In the U.S., for example, AI tools allow advisors to identify trigger points in the lives of potential clients, such as the birth of a child, a large liquidation of shares from their employer or a house sale.
“There are so many triggers of life events that they can actually refine big data and point you to the actual person and their contact information,” Mr. Pereira says. “Those are basically modern versions of lead lists, just far more intelligent.”
Yet, this type of tool is not available in the Canadian market because of Canada’s more restrictive privacy regulations, he says.
Still, Canadian advisors are finding ways to use AI for prospecting and marketing. Fine-tuning advertising to identify ideal clients is one way.
Mr. Pereira is a strategic advisor to Vast Advisor, an AI-driven platform that allows advisors to design targeted online ads around ideal client profiles, manage ad spend, see engagement numbers and refine their strategy.
No matter the jurisdiction, Mr. Pereira says, advisors can use AI to understand clients and craft messaging.
For example, he says, some advisors are using AI specifically trained around behavioural finance – such as Shaping Wealth’s tool, Lydia – to analyze questionnaires filled out by a client or prospect in advance.
“That then crafts a very human, very thoughtful, very understanding message back to the prospect to make sure they feel understood,” Mr. Pereira says.
Over the past 18 months, Mr. Allen says, AI tools have dramatically improved advisor marketing via written and video content, while keeping a “human in the loop.”
Large language models such as Microsoft Copilot, ChatGPT and Writer AI “help draft and refine compliant, advisor-led communications that are empathetic, they’re to the point, they’re clear, they’re well-written,” he says.
Michael Zagari, portfolio manager with Zagari Wealth Advisory Group at Wellington-Altus Private Wealth Inc. in Montreal, is a big proponent of using AI to grow his business, even redirecting budget from traditional advertising into subscriptions to AI tools and services.
But rather than implementing new AI tools specifically for marketing, he’s using the tech for more efficient, personalized client communication to enhance relationships and retention and to help him scale.
“I’m convinced I’ve been able to maintain a personal relationship with so many new families and accounts that have been added to our practice over the years because [of] the way we paid attention to scaling the business. And AI has played a major role,” Mr. Zagari says.

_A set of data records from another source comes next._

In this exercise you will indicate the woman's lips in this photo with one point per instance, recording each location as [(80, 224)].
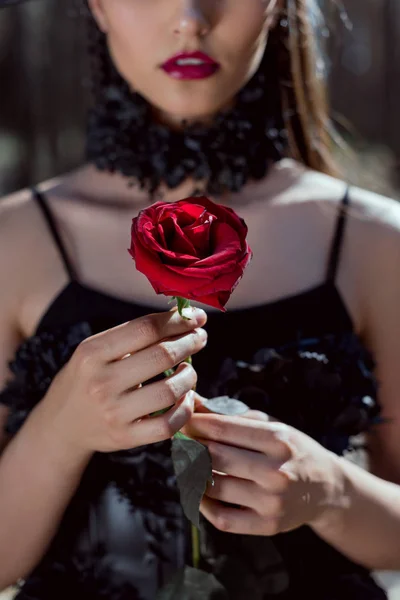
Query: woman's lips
[(190, 65)]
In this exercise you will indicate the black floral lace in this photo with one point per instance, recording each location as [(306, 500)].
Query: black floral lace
[(324, 387)]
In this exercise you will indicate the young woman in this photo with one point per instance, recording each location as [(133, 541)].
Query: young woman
[(223, 99)]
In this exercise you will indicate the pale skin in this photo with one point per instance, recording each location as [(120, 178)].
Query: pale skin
[(290, 214)]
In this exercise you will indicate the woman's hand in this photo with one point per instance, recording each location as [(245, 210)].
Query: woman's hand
[(97, 402), (278, 478)]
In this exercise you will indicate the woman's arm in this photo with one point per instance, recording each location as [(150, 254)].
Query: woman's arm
[(37, 478), (367, 527)]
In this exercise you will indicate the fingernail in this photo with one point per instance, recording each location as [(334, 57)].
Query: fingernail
[(198, 315), (202, 333), (190, 396)]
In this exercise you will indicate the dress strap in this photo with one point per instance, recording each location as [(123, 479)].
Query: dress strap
[(337, 243), (41, 200)]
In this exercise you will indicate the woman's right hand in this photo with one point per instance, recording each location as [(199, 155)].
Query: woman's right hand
[(96, 402)]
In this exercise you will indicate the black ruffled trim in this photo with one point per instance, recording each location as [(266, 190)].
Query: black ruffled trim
[(37, 362), (324, 387)]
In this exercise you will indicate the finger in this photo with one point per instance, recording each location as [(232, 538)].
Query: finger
[(198, 404), (266, 437), (140, 333), (234, 490), (245, 464), (258, 415), (149, 363), (232, 520), (156, 396), (158, 429)]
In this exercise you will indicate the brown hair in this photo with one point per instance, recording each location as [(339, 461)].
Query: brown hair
[(304, 94)]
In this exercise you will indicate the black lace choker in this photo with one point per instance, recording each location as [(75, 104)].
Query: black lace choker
[(240, 145)]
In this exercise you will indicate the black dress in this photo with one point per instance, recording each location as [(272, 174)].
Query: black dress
[(124, 535)]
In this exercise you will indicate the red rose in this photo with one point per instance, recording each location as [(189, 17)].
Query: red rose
[(193, 249)]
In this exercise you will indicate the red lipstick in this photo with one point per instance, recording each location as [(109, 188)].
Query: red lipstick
[(190, 65)]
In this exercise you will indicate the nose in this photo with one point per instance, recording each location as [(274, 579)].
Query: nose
[(192, 20)]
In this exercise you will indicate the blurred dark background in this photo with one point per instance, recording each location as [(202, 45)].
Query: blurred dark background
[(44, 89)]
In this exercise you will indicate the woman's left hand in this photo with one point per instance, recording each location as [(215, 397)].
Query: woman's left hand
[(278, 477)]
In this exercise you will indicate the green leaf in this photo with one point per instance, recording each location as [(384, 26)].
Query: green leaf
[(193, 469), (193, 584), (224, 405)]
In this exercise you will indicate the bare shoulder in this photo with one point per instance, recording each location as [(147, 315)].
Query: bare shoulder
[(369, 209)]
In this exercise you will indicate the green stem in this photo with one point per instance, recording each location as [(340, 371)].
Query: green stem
[(195, 547)]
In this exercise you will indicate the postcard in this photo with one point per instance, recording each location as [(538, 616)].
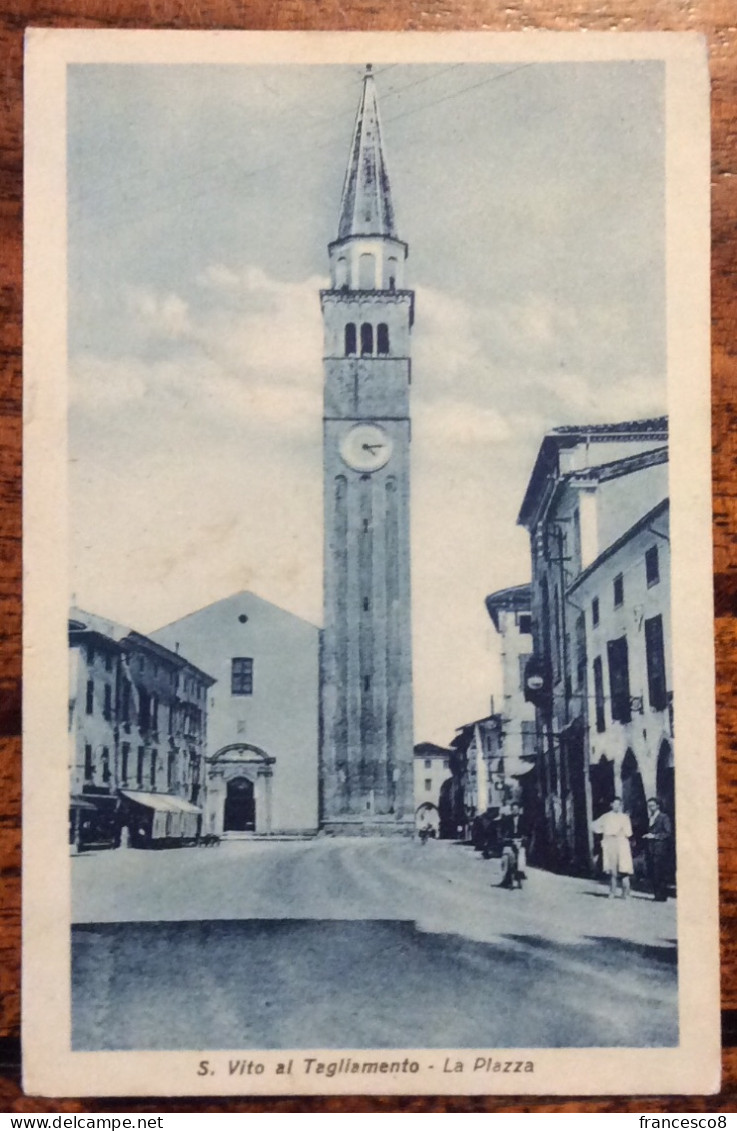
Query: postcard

As Canadians search for financial information and advice using ChatGPT and other large language models, refining advisor websites to be searchable in the AI world is becoming a key marketing technique.
AI tools can provide feedback on how to make yourself more visible and how to retool your website, Mr. Pereira says. “Putting yourself in a position in which you can be the answer [to an AI query] is exactly what you should be doing.”
In recent months, Mr. Allen says certain advisors began to show up in ChatGPT searches by Canadians asking questions such as, “What should I do with my pension?”
“We just started seeing these leads showing up about three months ago for these teams, and they’re getting dozens of them,” he says.
These advisors, he says, all have comprehensive, financial planning-focused websites; public, compliant social media accounts; and a volume of online content that demonstrates quality and authenticity.
“If you’re not actively promoting yourself out there with authentic content, it’s going to be really hard to show up in this world,” he says.